Несчастные поляки долго гадали о причине холодности к ним императора; некоторые связывали настроение императора с хлопотами и неопределенностью трудной кампании, прочие вину возлагали на литовцев, проявивших слишком мало патриотизма. Но выбора у поляков не было: Наполеон привязал их к себе кровью бывших хозяев Речи Посполитой. Полякам ничего не оставалось, как и дальше сражаться за мечту – тем более она показалась им близкой к осуществлению.

В то время как поляки устремились на подмогу Наполеону, брат последнего – Вестфальский король Жером Бонапарт – трудностям русского похода предпочел грабеж союзников. «Вестфальский король, назначенный для поддержки корпуса князя Экмюльского, отдал герцогство Варшавское на разграбление своим войскам и вызвал недовольство этой преданной им страны, которой он к тому же мечтал править; считая, как и многие другие, что Польша, которую император хочет возродить, это буферная держава, которую он хочет создать, предназначена ему, он счел ниже своего достоинства служить под командой победителя при Ауэрштедте и Экмюле и, покинув армию, возвратился со своей гвардией в Кассель. Вот как в трудных обстоятельствах помогали императору его братья, которых он сделал королями!» – возмущается Арман де Коленкур.

Сумасбродство Жерома Бонапарта дорого обошлось Наполеону – по сути дела, оно явилось одной из причин провала русской компании. Вестфальский король не только отказался подчиниться маршалу Даву, но и не отправил приказ следовавшему за ним Юзефу Понятовскому. Польский корпус потерял три дня в Несвиже, а в результате Даву упустил Багратиона. Как следствие каприза Жерома Бонапарта – обе русские армии благополучно соединились в районе Смоленска, хотя могли быть уничтожены поодиночке.


Более Жерома Бонапарта «прославился» на польско‑литовских землях генерал Доминик Жозеф Рене Вандам. Этот храбрейший и способнейший человек в 23 года был произведен в бригадные генералы, однако всю карьеру его преследовали небезосновательные обвинения в грабежах, убийствах, вымогательствах, неподчинении приказам. Наполеон весьма точно охарактеризовал Вандама одной‑единственной фразой:

«Если бы я потерял Вандама, то не знаю, что бы я отдал, чтобы получить его обратно; но если бы имел двоих, я был бы вынужден приказать расстрелять одного».

Генерал Вандам привел 8‑й Вестфальский корпус в Гродненскую губернию и занялся привычным делом: сотни его солдат разошлись по окрестностям и принялись грабить обывателей. Собственно, местные жители сами несли освободителям сено и сало, водку и хлеб, но подношения вестфальцев не удовлетворили. Они пошли по домам с обысками; несколько местных жителей, защищавших имущество, было убито, некоторые ранены, многие просто избиты.

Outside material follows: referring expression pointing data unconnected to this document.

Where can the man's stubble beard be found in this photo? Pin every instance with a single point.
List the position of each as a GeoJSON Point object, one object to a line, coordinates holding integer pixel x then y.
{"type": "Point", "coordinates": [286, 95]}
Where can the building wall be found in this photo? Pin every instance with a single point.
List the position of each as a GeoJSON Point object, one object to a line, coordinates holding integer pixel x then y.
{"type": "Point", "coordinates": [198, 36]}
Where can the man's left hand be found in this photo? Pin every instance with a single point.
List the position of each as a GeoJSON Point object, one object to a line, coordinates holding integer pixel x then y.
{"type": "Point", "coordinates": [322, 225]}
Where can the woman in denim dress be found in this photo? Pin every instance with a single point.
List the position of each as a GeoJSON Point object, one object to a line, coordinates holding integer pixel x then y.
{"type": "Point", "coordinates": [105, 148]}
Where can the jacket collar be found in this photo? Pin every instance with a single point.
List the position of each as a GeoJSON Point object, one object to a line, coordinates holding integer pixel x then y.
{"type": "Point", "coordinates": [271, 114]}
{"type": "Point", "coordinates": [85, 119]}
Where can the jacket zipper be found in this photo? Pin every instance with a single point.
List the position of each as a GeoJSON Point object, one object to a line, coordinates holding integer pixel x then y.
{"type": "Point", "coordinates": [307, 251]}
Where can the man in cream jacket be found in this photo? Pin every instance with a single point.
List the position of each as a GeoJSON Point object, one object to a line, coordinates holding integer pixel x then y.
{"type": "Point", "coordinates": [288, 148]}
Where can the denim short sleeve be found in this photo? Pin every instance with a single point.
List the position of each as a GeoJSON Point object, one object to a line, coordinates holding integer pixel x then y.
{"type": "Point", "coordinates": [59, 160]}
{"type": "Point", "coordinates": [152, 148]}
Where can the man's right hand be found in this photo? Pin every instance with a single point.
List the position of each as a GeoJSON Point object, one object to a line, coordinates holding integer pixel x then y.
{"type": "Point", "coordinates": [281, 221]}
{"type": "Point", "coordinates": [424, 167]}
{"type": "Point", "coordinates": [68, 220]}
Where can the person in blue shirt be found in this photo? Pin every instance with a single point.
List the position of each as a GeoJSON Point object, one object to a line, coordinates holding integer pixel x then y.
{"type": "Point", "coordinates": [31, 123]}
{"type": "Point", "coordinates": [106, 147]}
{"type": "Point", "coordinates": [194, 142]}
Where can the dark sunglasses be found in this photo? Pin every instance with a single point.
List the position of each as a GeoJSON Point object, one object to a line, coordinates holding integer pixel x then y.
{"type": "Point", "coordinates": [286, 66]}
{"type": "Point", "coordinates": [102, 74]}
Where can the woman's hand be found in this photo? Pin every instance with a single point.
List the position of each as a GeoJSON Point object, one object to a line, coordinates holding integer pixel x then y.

Рассерженный Наполеон отнял у Вандама вестфальский корпус и отправил его в отставку. Поскольку генерал привык к взысканиям, и столь же скорым прощениям, то он не торопился на родину. С несколькими адъютантами и пятнадцатью солдатами он поселился в помещичьем имении в окрестностях белорусского города Лида. Так он жил до конца лета, занимаясь крестьянскими делами и ожидая милости императора.